I'm still a novice R user, but with the use of Seurat vignettes, Harvard Chan Bioinformatics tutorials, and OSCA, I've been able to learn quite a bit about single-cell analysis and can reasonably work my way from raw fastq files to cluster annotation. However, I'm struggling with going from a merged Seurat object (containing replicates from two conditions) to generating a DESeq2 object to perform DEG analysis across conditions (between specific clusters). I've been going through the following tutorial:
It's been excellent, but I don't think my understanding of base R is good enough to understand every step. I'm teaching myself more at this time, but is there a simpler way to get from a Seurat object to DESeq2 analysis? Or any example scripts anyone can provide? If so, I'd greatly appreciate it!
Part of the reason I want to do it this way rather than the FindMarkers() function is for processing time:
I agree that in my experience and from what I read from others pseudobulk appears to be more robust as summing cells eliminates sparseness of data and therefore (I think) makes fold change estimations more robust/meaningful. I use scuttle for the aggregation. Here is an example to get familiar which starts from a SingleCellExperiment. There is a conversion vignette to convert Seurat to SingleCellExperiment which is probably the easiest here.
library(scuttle)
#/ example data and some mock clusters:
set.seed(123)
sce <- mockSCE()
sce$Cluster <- sample(LETTERS[1:5], ncol(sce), replace=TRUE)

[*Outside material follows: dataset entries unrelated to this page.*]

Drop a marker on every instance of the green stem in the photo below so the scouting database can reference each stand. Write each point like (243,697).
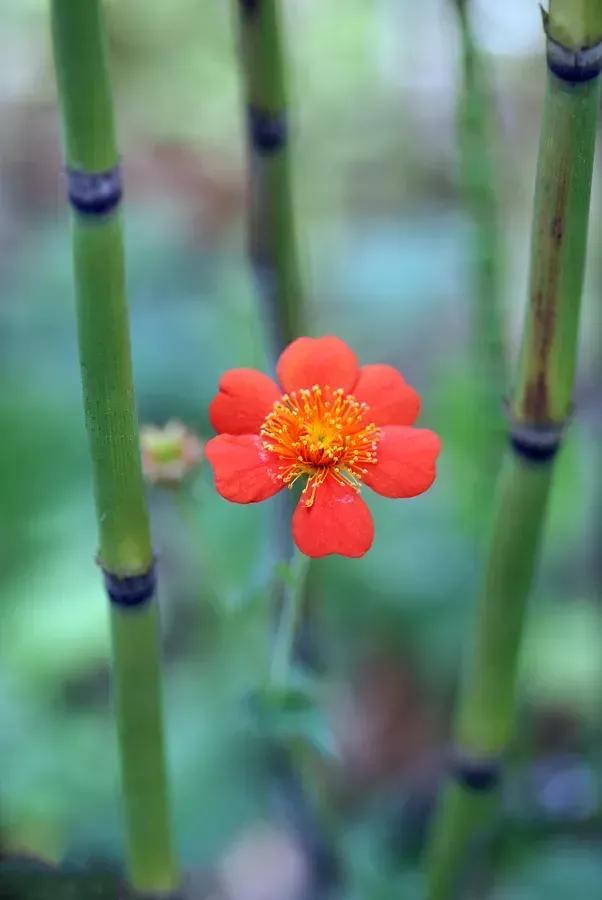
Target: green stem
(478,182)
(124,536)
(272,235)
(540,405)
(137,698)
(479,196)
(290,614)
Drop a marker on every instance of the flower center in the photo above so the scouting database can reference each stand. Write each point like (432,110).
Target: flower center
(320,432)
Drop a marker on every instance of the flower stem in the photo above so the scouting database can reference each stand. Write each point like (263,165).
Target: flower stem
(539,409)
(290,614)
(480,200)
(272,239)
(125,552)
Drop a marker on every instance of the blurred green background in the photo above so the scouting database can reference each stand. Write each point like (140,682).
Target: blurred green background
(386,252)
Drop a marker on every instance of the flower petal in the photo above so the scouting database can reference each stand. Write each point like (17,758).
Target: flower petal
(405,465)
(338,522)
(245,398)
(391,399)
(244,471)
(325,360)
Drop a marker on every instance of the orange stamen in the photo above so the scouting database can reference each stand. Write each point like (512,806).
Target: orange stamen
(317,433)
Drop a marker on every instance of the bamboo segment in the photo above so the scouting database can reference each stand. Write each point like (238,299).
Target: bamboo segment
(478,184)
(272,238)
(539,408)
(125,552)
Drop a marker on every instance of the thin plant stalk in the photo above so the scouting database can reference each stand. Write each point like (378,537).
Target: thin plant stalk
(272,237)
(290,613)
(479,195)
(125,553)
(539,408)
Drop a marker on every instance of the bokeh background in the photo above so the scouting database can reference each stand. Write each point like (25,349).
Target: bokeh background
(386,252)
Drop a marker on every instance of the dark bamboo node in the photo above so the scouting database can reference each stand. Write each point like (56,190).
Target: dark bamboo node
(536,442)
(268,131)
(574,66)
(476,773)
(130,590)
(94,193)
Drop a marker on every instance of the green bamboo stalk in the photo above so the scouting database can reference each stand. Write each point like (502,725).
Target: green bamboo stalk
(125,552)
(479,191)
(539,409)
(477,177)
(272,239)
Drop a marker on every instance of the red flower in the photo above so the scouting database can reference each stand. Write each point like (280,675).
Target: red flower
(337,425)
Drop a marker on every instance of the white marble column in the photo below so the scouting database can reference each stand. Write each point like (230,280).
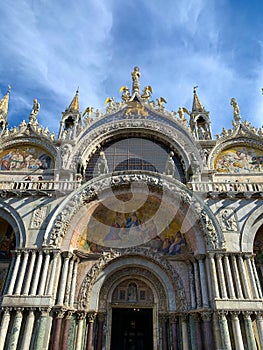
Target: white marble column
(81,318)
(35,281)
(43,277)
(185,339)
(243,277)
(221,276)
(251,342)
(200,259)
(27,334)
(15,330)
(4,327)
(236,277)
(197,285)
(251,276)
(15,271)
(237,330)
(63,280)
(226,342)
(73,283)
(29,273)
(214,275)
(229,278)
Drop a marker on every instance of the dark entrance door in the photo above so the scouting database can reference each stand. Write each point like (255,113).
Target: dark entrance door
(132,329)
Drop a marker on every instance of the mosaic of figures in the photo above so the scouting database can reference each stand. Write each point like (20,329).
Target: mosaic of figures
(25,158)
(239,160)
(151,224)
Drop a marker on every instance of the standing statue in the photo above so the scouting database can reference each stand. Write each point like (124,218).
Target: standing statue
(102,164)
(136,80)
(170,166)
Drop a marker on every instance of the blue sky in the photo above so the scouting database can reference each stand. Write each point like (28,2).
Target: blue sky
(50,47)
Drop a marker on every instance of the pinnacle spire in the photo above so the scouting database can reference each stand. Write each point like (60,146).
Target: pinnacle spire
(4,104)
(74,105)
(197,105)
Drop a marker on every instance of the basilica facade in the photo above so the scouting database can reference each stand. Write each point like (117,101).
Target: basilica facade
(132,228)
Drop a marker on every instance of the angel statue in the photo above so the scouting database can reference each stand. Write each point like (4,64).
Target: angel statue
(125,93)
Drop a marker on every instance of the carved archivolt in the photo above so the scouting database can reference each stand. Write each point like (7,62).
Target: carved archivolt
(142,253)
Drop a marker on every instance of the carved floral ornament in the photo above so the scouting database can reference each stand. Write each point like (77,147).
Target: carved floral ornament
(196,211)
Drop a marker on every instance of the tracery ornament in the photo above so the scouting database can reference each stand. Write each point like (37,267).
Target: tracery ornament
(107,257)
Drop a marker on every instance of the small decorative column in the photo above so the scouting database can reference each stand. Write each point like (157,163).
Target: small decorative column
(224,330)
(243,276)
(163,318)
(251,342)
(33,289)
(15,330)
(197,329)
(200,258)
(66,330)
(62,287)
(221,276)
(214,275)
(197,285)
(236,277)
(91,319)
(27,334)
(43,281)
(229,278)
(237,330)
(251,276)
(173,322)
(4,327)
(206,317)
(57,330)
(14,274)
(81,318)
(185,332)
(260,326)
(101,318)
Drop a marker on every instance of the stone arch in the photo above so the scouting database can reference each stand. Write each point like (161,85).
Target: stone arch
(140,262)
(14,219)
(250,228)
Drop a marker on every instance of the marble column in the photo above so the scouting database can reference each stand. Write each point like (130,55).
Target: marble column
(101,318)
(230,286)
(73,283)
(15,330)
(251,342)
(91,319)
(79,338)
(185,337)
(35,282)
(50,289)
(14,274)
(64,276)
(214,275)
(244,279)
(4,326)
(29,273)
(259,320)
(226,342)
(207,328)
(66,330)
(251,276)
(236,277)
(174,322)
(200,258)
(221,276)
(57,331)
(237,330)
(43,279)
(197,285)
(27,334)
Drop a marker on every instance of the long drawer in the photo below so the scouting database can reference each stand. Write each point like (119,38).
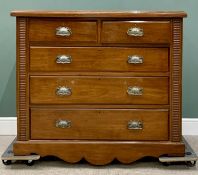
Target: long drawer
(136,32)
(98,90)
(98,59)
(62,30)
(110,124)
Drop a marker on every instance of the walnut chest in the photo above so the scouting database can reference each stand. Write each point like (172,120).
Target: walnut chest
(99,85)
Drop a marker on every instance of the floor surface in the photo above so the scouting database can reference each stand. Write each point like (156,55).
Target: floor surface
(58,167)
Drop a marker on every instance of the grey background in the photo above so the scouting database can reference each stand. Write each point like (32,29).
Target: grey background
(7,41)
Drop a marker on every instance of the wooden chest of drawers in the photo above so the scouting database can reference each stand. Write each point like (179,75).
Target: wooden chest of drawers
(99,85)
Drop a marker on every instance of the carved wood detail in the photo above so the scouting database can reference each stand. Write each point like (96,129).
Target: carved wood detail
(97,152)
(176,81)
(22,89)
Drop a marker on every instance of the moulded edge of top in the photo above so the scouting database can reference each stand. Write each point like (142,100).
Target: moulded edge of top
(102,14)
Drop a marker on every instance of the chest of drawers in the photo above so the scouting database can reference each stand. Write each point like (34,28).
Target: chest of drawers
(99,85)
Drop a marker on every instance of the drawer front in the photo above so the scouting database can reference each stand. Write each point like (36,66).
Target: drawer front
(62,30)
(98,59)
(98,90)
(98,124)
(136,32)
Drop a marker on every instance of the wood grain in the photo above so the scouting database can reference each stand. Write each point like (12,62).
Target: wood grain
(176,81)
(154,32)
(98,59)
(99,76)
(45,30)
(99,124)
(99,152)
(103,14)
(22,88)
(98,90)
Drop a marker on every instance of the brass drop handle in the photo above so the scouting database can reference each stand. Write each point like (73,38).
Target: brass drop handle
(63,59)
(135,90)
(63,91)
(135,124)
(135,59)
(63,123)
(135,31)
(63,31)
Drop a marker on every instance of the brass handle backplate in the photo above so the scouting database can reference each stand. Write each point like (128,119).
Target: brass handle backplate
(135,31)
(135,90)
(63,59)
(63,91)
(135,59)
(135,124)
(63,123)
(63,31)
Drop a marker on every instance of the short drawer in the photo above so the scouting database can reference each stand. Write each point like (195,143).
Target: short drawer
(125,124)
(62,30)
(136,32)
(98,90)
(101,59)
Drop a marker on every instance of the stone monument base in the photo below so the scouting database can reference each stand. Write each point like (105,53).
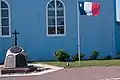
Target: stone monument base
(18,70)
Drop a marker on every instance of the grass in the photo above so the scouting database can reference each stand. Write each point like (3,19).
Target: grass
(84,63)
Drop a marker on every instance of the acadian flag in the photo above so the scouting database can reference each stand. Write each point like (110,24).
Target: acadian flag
(89,8)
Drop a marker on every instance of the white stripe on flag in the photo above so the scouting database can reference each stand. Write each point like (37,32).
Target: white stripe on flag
(88,8)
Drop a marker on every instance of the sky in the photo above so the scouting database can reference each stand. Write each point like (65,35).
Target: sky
(118,10)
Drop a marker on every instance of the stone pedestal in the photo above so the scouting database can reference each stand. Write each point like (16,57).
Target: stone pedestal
(15,58)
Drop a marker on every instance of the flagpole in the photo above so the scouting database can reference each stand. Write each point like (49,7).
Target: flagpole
(78,24)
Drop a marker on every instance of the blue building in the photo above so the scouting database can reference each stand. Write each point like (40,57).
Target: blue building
(46,26)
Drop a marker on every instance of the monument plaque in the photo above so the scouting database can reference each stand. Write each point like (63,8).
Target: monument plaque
(9,61)
(16,60)
(15,57)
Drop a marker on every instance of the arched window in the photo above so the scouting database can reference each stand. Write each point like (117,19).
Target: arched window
(55,18)
(5,27)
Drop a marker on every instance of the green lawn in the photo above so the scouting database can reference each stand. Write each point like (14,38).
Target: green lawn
(85,63)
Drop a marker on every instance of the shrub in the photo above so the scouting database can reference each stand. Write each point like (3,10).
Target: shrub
(76,57)
(61,55)
(94,55)
(108,57)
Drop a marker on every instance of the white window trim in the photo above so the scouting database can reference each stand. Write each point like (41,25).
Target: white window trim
(55,18)
(6,36)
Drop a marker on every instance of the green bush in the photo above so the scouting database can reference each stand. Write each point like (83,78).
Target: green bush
(76,57)
(61,55)
(94,55)
(108,57)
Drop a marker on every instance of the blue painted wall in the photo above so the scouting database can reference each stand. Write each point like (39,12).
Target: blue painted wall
(29,18)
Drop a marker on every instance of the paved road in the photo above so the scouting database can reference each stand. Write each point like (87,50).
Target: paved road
(93,73)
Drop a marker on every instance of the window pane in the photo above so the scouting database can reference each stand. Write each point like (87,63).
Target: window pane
(60,30)
(51,30)
(59,4)
(5,21)
(60,13)
(3,4)
(5,30)
(60,21)
(52,3)
(51,21)
(51,13)
(4,13)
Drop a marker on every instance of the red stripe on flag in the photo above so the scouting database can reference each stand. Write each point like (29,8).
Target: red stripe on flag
(96,9)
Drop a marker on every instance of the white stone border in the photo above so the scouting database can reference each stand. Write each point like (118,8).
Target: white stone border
(53,68)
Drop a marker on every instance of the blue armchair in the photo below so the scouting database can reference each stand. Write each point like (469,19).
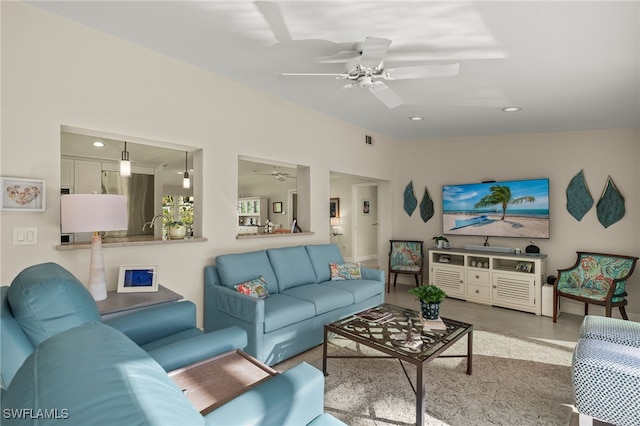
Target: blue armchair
(595,278)
(46,299)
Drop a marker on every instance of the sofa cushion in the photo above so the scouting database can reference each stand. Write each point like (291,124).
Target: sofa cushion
(345,271)
(361,289)
(46,299)
(241,267)
(109,381)
(321,256)
(292,267)
(323,297)
(281,310)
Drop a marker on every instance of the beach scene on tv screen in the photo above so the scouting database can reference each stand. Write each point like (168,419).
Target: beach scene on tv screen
(497,209)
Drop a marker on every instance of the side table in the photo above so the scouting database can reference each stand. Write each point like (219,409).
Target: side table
(118,303)
(215,381)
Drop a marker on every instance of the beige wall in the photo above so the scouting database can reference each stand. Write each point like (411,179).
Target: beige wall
(55,72)
(558,156)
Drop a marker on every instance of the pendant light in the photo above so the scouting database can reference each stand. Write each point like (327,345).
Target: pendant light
(186,182)
(125,164)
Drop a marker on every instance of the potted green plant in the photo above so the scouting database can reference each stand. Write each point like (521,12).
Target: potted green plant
(177,230)
(441,241)
(430,297)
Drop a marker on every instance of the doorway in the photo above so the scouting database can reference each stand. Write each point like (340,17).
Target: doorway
(365,223)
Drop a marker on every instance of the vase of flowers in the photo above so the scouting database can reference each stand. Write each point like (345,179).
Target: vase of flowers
(430,297)
(177,230)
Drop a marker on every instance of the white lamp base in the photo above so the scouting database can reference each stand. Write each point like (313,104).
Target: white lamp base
(97,277)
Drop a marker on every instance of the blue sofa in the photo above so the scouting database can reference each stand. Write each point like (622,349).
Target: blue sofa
(302,297)
(62,365)
(46,299)
(94,374)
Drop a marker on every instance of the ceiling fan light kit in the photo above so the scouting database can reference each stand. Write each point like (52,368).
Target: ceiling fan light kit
(364,70)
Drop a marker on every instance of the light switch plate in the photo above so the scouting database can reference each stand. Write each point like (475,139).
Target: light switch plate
(25,236)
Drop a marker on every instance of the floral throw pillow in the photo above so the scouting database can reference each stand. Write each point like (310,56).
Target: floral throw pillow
(256,287)
(345,271)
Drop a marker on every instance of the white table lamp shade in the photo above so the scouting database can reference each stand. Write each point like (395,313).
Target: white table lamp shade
(94,213)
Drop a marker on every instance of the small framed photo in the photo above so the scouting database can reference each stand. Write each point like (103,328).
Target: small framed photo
(524,266)
(334,207)
(21,194)
(366,207)
(138,279)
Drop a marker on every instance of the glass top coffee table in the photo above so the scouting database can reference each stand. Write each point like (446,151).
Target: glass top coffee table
(401,334)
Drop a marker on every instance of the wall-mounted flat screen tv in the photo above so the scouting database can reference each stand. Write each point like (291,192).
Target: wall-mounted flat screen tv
(497,209)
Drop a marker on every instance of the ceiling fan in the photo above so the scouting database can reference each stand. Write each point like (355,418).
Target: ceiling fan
(278,175)
(366,69)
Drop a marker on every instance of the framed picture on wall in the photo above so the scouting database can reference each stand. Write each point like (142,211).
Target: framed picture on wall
(366,207)
(22,194)
(334,207)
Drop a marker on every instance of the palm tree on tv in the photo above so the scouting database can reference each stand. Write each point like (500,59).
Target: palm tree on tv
(501,194)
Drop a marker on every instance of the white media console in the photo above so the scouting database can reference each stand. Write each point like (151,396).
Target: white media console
(500,279)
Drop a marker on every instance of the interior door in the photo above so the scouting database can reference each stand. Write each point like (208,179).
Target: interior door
(366,225)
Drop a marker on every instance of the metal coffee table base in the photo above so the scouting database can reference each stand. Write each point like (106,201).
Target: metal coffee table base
(419,362)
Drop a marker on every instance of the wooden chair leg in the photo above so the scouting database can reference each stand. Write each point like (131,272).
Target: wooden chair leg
(623,312)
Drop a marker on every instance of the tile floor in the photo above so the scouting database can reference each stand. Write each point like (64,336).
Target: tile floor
(564,332)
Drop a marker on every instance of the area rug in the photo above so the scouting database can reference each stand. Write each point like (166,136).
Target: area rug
(516,381)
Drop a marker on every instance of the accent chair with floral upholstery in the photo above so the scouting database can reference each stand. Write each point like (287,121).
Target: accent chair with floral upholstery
(595,278)
(405,257)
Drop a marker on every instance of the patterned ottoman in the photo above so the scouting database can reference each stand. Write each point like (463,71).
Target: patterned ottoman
(606,371)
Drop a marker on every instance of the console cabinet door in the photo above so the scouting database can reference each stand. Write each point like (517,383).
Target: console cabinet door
(450,279)
(514,290)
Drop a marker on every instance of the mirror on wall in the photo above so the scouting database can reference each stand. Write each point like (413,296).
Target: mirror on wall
(268,191)
(90,163)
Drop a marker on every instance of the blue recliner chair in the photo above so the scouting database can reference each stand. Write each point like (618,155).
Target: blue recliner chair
(46,299)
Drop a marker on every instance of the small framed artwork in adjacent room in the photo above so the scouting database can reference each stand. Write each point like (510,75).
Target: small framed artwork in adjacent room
(22,194)
(334,207)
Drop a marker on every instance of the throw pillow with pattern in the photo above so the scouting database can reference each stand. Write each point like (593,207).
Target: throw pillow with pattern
(345,271)
(256,287)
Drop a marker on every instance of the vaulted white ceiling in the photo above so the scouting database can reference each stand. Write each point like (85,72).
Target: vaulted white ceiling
(568,65)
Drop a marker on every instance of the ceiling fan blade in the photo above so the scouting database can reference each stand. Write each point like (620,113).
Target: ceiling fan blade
(373,51)
(312,74)
(275,20)
(422,71)
(385,95)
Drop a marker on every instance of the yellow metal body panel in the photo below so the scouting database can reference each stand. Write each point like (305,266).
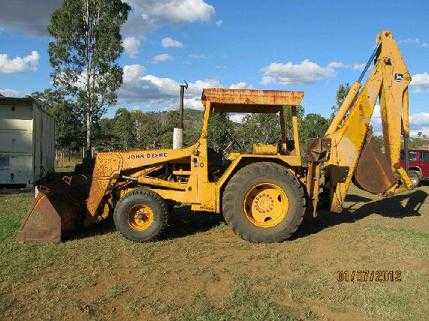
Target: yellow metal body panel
(197,190)
(348,130)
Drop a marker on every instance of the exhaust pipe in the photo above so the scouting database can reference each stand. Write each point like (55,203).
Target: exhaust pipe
(178,132)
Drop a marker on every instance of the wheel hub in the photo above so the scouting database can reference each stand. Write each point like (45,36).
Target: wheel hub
(266,205)
(140,217)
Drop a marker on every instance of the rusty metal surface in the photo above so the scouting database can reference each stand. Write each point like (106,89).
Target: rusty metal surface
(374,173)
(252,97)
(56,211)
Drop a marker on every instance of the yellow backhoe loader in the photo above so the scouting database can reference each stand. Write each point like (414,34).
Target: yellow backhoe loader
(263,193)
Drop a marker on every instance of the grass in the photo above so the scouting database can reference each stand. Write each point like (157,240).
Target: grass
(202,271)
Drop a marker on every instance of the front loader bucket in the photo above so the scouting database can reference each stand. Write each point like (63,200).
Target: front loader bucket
(55,213)
(373,173)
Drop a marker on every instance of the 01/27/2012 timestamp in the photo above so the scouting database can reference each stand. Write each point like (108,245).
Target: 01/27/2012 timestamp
(369,276)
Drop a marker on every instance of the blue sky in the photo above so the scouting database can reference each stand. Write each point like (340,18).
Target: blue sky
(292,45)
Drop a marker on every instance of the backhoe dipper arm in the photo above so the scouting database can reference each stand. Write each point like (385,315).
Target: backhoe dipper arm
(352,153)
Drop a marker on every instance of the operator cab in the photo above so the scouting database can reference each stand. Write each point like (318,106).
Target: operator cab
(243,122)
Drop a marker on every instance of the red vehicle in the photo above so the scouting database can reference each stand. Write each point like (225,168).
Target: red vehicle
(418,167)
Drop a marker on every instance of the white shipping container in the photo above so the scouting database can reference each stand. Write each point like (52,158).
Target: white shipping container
(27,141)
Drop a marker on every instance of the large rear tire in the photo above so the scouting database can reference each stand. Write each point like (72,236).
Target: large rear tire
(141,215)
(264,202)
(415,178)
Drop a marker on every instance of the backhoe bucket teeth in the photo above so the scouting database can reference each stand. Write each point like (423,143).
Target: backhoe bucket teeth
(56,213)
(373,172)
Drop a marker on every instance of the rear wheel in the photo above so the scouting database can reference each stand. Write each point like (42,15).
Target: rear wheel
(264,202)
(141,215)
(415,178)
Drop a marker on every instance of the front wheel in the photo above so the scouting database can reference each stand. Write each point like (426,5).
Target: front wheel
(264,202)
(141,215)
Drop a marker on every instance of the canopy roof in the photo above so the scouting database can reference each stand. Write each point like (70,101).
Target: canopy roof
(250,100)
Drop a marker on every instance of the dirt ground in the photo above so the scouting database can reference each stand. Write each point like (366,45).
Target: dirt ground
(202,271)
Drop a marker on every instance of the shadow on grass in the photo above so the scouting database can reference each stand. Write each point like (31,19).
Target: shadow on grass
(184,222)
(387,207)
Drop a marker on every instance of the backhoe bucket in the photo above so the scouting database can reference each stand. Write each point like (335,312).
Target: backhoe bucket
(55,213)
(373,173)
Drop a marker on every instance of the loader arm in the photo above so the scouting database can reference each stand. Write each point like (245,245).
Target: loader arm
(353,155)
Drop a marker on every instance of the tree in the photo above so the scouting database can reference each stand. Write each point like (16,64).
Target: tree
(313,126)
(220,131)
(86,43)
(123,129)
(342,91)
(68,133)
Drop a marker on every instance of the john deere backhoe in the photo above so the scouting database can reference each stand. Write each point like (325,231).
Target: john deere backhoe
(263,193)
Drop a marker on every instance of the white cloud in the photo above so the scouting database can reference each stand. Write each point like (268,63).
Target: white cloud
(198,56)
(181,11)
(18,64)
(304,72)
(420,81)
(131,46)
(169,42)
(419,122)
(160,92)
(420,119)
(414,41)
(11,93)
(161,58)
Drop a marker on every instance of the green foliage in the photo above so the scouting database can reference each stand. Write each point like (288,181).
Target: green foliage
(221,131)
(313,126)
(342,91)
(259,128)
(85,44)
(138,129)
(122,129)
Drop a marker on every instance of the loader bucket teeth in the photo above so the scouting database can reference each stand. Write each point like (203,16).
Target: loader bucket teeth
(373,172)
(56,213)
(42,223)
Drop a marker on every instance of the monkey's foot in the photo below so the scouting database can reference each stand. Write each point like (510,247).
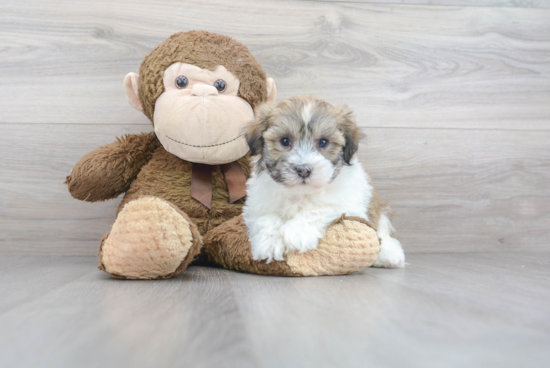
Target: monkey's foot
(349,245)
(150,239)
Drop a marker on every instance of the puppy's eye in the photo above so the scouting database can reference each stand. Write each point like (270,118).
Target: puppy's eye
(220,85)
(285,142)
(182,81)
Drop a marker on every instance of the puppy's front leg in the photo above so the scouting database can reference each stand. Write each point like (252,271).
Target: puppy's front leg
(265,239)
(302,233)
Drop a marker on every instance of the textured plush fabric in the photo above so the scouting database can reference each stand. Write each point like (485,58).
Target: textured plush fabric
(159,226)
(168,177)
(205,50)
(149,239)
(349,245)
(109,170)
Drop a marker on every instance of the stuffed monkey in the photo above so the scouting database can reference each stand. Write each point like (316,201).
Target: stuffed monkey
(184,184)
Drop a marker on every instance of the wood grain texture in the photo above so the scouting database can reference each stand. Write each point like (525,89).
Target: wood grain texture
(444,310)
(453,190)
(477,3)
(454,101)
(396,65)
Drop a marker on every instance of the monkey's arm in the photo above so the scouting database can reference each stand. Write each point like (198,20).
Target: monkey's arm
(109,170)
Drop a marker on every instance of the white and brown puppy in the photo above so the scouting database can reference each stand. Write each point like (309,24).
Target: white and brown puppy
(305,176)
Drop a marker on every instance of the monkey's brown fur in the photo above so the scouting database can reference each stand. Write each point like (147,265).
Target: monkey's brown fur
(205,50)
(139,166)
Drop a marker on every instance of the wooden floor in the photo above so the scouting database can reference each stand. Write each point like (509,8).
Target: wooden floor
(453,95)
(443,310)
(454,98)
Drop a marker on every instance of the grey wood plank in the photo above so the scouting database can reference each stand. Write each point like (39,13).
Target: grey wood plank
(453,190)
(477,3)
(397,65)
(95,321)
(396,318)
(443,310)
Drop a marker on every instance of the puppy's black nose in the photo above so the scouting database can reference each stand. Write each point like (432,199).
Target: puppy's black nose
(304,171)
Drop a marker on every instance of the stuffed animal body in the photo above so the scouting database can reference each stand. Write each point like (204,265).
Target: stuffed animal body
(184,183)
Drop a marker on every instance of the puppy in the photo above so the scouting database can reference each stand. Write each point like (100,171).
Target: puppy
(305,175)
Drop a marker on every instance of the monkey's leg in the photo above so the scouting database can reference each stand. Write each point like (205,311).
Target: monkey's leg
(150,239)
(349,245)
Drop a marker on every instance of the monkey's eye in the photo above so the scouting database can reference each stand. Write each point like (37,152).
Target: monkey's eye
(285,142)
(323,143)
(182,81)
(220,85)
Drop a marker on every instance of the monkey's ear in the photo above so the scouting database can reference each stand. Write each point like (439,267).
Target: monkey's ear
(256,129)
(351,133)
(271,92)
(131,84)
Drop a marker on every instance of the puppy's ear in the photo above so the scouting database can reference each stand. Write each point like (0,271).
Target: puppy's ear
(351,133)
(255,131)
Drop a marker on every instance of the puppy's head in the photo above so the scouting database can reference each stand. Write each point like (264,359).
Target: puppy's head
(304,141)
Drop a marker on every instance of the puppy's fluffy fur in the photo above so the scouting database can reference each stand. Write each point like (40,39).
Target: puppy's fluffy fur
(305,176)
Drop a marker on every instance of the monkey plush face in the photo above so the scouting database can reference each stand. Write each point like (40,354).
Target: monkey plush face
(200,89)
(200,117)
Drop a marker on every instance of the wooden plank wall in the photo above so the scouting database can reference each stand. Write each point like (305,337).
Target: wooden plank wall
(454,100)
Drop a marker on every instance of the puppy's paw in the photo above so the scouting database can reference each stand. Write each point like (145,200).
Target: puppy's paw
(300,238)
(391,254)
(267,248)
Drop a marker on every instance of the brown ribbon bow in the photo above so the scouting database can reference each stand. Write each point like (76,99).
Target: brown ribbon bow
(201,182)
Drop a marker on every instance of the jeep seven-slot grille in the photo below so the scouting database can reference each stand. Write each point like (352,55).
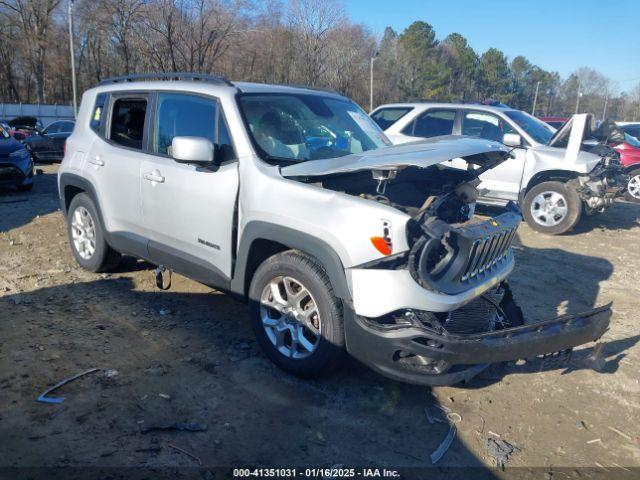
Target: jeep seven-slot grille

#/ we have several clusters and two treatments
colData(sce)
DataFrame with 200 rows and 4 columns
Mutation_Status Cell_Cycle Treatment Cluster
<character> <character> <character> <character>
Cell_001 negative S treat1 A
Cell_002 positive S treat1 D
Cell_003 negative G0 treat2 D
Cell_004 negative G1 treat2 A
Cell_005 positive G2M treat1 D
... ... ... ... ...
Cell_196 positive G0 treat2 D
Cell_197 negative G2M treat1 E
Cell_198 negative S treat1 C
Cell_199 negative G2M treat1 A
Cell_200 negative G1 treat1 B
#/ aggregate by cluster and treatment:
sum_by <-
c("Cluster", "Treatment")
summed <-
aggregateAcrossCells(sce, id=colData(sce)[,sum_by])
#/ add rownames using the information from the colData:
colnames(summed) <-
apply(colData(summed)[,sum_by], 1, function(x) paste(x, collapse="_"))
head(assay(summed, "counts"))
A_treat1 A_treat2 B_treat1 B_treat2 C_treat1 C_treat2 D_treat1 D_treat2
Gene_0001 218 695 667 384 383 512 809 307
Gene_0002 7029 7228 7088 6638 4355 7605 8013 5978
Gene_0003 251 354 254 68 209 612 389 106
Gene_0004 7586 5130 4950 3904 2640 4528 11968 10401
Gene_0005 19564 13940 10152 17015 10612 15363 18375 19609
Gene_0006 6024 3261 6874 4347 1411 3848 4875 2932
E_treat1 E_treat2
Gene_0001 319 803
Gene_0002 7151 7435
Gene_0003 168 301
Gene_0004 7263 7271
Gene_0005 14327 10150
Gene_0006 6739 4977
This is now a SummarizedExperiment with the raw pseudobulk counts that can go into DESeq2.
For a matrix of raw counts rather than the SummarizedExperiments use:
Do you want to run a pseudobulk analysis or treat each single cell as a replicate?
Pseudobulk analysis. For example, I have 10 samples - 5 control and 5 disease, with approx. 5000 to 8000 cells per sample.
Everything I've learned/read about single-cell analysis so far says that we should not be treating each cell as a replicate.